There were no ophthalmological findings in either male or female rats attributed to the

administration of Dibenzoyl methane. There were no mortalities during the course of the study.

There were no clinical signs attributable to the test substance administration.

There were no test substance-related changes in mean weekly body weights, daily body weight

gain, daily food consumption, and food efficiency in male or female rats.

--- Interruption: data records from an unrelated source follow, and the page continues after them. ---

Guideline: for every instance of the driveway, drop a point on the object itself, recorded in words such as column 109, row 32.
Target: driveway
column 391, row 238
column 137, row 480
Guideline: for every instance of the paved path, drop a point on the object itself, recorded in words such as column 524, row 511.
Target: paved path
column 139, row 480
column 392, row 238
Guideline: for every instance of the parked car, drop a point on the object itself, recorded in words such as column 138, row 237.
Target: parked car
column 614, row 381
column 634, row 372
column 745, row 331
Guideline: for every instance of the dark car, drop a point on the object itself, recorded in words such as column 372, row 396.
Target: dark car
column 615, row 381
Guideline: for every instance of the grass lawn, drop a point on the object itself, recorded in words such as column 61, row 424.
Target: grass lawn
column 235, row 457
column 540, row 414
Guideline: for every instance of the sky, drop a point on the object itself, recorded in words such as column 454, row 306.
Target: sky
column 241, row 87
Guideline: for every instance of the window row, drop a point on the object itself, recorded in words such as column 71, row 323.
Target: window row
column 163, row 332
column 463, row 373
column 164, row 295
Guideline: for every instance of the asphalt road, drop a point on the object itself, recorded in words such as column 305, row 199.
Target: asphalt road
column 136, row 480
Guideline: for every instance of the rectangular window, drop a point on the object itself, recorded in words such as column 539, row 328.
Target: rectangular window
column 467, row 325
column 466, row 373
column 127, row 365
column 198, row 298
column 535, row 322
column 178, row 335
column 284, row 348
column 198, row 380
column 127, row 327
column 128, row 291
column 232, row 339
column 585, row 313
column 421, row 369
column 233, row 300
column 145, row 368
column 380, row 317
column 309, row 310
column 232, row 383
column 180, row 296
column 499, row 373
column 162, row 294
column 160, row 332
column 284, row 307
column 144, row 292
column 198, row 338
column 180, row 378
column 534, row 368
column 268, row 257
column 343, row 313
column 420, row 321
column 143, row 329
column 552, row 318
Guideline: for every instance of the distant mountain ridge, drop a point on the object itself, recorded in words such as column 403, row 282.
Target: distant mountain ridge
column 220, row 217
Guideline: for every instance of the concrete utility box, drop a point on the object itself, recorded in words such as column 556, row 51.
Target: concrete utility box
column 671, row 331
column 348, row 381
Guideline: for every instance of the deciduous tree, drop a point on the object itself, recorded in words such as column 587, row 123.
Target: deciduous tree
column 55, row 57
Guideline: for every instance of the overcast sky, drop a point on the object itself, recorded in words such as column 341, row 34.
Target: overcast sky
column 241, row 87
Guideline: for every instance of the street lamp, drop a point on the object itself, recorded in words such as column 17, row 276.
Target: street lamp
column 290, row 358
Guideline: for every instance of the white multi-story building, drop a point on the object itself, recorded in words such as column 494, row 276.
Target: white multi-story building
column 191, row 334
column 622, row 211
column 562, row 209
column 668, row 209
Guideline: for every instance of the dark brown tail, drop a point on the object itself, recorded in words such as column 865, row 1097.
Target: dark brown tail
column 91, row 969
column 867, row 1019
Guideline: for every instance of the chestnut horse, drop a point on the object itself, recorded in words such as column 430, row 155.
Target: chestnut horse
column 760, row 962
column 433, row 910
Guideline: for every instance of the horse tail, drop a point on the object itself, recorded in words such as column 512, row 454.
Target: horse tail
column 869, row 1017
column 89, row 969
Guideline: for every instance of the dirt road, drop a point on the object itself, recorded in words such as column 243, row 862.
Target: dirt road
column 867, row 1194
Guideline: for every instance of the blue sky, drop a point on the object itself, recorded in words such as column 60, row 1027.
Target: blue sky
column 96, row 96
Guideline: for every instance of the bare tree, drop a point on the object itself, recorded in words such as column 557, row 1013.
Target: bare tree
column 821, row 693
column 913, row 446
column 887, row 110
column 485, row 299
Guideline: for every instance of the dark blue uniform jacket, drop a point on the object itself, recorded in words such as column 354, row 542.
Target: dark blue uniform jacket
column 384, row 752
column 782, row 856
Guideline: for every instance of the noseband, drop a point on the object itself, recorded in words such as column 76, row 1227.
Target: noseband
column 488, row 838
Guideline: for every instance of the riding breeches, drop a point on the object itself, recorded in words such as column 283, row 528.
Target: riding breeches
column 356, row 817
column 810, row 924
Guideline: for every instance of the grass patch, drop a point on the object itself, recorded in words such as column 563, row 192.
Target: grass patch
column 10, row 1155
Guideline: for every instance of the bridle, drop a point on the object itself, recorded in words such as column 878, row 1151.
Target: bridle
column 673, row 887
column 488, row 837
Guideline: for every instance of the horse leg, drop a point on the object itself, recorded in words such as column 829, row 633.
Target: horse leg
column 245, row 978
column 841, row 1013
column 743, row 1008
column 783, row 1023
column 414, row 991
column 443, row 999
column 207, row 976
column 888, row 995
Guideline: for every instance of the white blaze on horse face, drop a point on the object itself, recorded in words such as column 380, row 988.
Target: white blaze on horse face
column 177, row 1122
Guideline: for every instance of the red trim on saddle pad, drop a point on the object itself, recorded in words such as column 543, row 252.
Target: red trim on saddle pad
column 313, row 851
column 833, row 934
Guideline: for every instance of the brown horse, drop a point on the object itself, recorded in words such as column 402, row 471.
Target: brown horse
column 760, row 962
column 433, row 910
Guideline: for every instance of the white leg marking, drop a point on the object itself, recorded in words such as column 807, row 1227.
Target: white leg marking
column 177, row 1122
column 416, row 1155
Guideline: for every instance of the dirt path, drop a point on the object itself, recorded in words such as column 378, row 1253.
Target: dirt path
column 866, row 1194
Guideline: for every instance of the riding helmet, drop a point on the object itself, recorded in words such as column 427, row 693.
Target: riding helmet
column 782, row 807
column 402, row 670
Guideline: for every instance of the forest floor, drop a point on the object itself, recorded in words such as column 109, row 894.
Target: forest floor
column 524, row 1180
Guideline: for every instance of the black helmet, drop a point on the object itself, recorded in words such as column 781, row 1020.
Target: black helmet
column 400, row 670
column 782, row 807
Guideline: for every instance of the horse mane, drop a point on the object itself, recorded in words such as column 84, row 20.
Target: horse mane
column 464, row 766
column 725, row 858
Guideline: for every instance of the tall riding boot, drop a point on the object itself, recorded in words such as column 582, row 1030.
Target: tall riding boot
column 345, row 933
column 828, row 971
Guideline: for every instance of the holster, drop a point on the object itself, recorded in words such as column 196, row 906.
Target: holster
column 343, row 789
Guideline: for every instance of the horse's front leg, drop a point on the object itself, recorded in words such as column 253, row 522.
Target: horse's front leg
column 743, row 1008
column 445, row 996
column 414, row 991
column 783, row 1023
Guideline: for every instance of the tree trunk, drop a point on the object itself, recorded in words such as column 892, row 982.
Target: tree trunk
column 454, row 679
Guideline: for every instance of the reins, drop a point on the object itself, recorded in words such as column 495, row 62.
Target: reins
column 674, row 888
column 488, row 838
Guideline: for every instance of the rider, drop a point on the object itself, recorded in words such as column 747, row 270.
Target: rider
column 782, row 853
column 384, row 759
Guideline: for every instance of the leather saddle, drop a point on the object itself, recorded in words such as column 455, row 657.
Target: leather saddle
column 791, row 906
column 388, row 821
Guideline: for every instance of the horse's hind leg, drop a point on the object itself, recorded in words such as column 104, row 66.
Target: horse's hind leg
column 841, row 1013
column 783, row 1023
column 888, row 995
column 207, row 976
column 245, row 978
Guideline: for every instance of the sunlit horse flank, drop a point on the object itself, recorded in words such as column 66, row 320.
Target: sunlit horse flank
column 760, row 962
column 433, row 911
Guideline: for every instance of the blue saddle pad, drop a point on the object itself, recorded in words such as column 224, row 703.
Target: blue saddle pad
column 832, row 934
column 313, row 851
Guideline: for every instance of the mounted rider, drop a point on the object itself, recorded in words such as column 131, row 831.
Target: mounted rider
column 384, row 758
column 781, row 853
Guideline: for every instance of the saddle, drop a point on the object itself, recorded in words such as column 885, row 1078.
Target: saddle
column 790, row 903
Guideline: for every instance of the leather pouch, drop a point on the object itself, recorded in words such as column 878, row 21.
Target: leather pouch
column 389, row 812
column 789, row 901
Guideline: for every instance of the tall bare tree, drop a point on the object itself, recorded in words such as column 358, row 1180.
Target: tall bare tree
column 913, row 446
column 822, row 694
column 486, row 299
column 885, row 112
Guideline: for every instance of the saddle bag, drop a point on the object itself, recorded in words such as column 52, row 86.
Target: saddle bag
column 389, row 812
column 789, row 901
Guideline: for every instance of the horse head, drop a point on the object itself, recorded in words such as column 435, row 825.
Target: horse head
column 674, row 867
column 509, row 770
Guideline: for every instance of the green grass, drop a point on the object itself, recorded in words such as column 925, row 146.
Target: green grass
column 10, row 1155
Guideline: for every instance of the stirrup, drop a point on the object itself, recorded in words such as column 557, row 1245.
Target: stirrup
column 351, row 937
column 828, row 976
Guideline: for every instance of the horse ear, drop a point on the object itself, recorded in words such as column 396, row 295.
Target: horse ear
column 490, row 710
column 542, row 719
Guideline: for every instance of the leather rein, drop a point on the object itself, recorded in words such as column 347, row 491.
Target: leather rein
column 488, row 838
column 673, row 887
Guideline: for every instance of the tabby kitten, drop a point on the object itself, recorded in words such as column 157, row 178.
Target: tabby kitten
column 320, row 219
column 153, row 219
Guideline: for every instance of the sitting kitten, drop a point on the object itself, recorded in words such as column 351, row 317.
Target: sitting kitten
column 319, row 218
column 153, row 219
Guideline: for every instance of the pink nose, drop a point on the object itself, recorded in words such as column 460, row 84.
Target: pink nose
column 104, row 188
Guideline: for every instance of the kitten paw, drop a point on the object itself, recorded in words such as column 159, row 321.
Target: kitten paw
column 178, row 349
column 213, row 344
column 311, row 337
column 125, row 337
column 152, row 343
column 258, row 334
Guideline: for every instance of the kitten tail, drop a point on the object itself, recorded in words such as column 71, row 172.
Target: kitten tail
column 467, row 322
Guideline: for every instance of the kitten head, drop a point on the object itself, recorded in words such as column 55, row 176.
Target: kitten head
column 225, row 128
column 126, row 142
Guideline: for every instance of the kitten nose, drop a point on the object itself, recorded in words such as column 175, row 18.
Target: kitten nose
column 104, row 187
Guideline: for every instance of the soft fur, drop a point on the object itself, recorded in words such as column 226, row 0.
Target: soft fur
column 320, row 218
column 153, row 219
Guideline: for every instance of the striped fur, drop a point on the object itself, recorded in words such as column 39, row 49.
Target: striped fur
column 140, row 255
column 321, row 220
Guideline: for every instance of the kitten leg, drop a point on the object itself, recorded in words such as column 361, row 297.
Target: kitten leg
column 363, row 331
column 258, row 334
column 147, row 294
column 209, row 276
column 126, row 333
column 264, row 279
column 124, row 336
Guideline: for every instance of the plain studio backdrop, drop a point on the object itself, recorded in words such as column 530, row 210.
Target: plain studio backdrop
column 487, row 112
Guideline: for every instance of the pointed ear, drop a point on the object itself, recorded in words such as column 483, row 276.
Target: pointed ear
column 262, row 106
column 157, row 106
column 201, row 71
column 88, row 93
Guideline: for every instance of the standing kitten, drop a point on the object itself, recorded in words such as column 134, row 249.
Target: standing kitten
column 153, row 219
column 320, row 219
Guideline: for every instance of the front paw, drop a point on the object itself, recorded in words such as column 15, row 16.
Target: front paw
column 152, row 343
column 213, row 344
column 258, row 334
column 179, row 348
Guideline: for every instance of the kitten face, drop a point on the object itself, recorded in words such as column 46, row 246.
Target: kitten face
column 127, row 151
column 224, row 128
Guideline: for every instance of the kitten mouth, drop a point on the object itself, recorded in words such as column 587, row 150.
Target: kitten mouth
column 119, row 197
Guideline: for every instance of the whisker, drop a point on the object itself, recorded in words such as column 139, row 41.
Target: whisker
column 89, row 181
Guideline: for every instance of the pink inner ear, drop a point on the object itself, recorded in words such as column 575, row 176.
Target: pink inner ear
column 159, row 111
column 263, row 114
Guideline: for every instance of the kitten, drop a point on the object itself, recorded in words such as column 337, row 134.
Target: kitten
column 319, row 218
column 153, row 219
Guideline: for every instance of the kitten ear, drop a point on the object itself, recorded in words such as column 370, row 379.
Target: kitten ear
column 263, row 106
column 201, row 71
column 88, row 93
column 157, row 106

There were no test substance-related changes in hematology or coagulation parameters. Test

substance-related changes in serum chemistry parameters consisted of increased bilirubin and

cholesterol in Group 4 males and females; increased serum protein in Group 3 and 4 males;

increased albumin in Group 2-4 males; decreased triglycerides in Group 3 and 4 females and

decreased chloride in Group 4 males. All the changes observed are within PSL historical range,

do not have an adverse histopathological correlate, were not observed at the end of the recovery

period, and are therefore interpreted to be non-adverse. Urine volume was increased in Group 4

males and correlated with the histopathology observation of dilated renal tubules and

urobilinogen values increase in Group 3 and 4 males; these changes were completely reversed

after the 28-day recovery period.

There were no mortalities associated with the administration of Dibenzoyl methane. There no

test substance-related macroscopic observations. Increased absolute and relative liver and kidney

weights were observed for Groups 2-4 males and females, with a recovery in the magnitude of

change observed in the male and female liver weights and a slight recovery observed in male only

kidney weights. Compensatory centrilobular hepatocyte hypertrophy, compatible with the

absorption, metabolism and excretion, was observed in all main Group 4 animals and correlated

with increased liver weights. This change was not observed at the end on the 28-day recovery

period and was interpreted to be non-adverse. Compensatory dilation of renal tubules, compatible

with increased glomerular filtration and excretion, was also observed in Group 4 animals and

correlated with increases in kidney weights. It was still present microscopically with similar

severities in Group 6 recovery rats and correlated with kidney weight increases. Tubular dilation

was noted for Group 3 males (mild) and Group 2 males (minimal). Minimal renal changes in

Group 2 males were not associated with cellular degeneration, or other abnormal clinical blood or

urinalysis alterations noted, that could be ascribed to test substance toxicity on the kidneys, the

significance of these renal findings was interpreted to be negligible and non-adverse.

Under the conditions of the study and based on the toxicological endpoints evaluated, the

no-adverse-effect level (NOAEL) for administration of Dibenzoyl methane was determined to be

125 mg/kg/day for female and 62.5 mg/kg/day for male Sprague Dawley rats.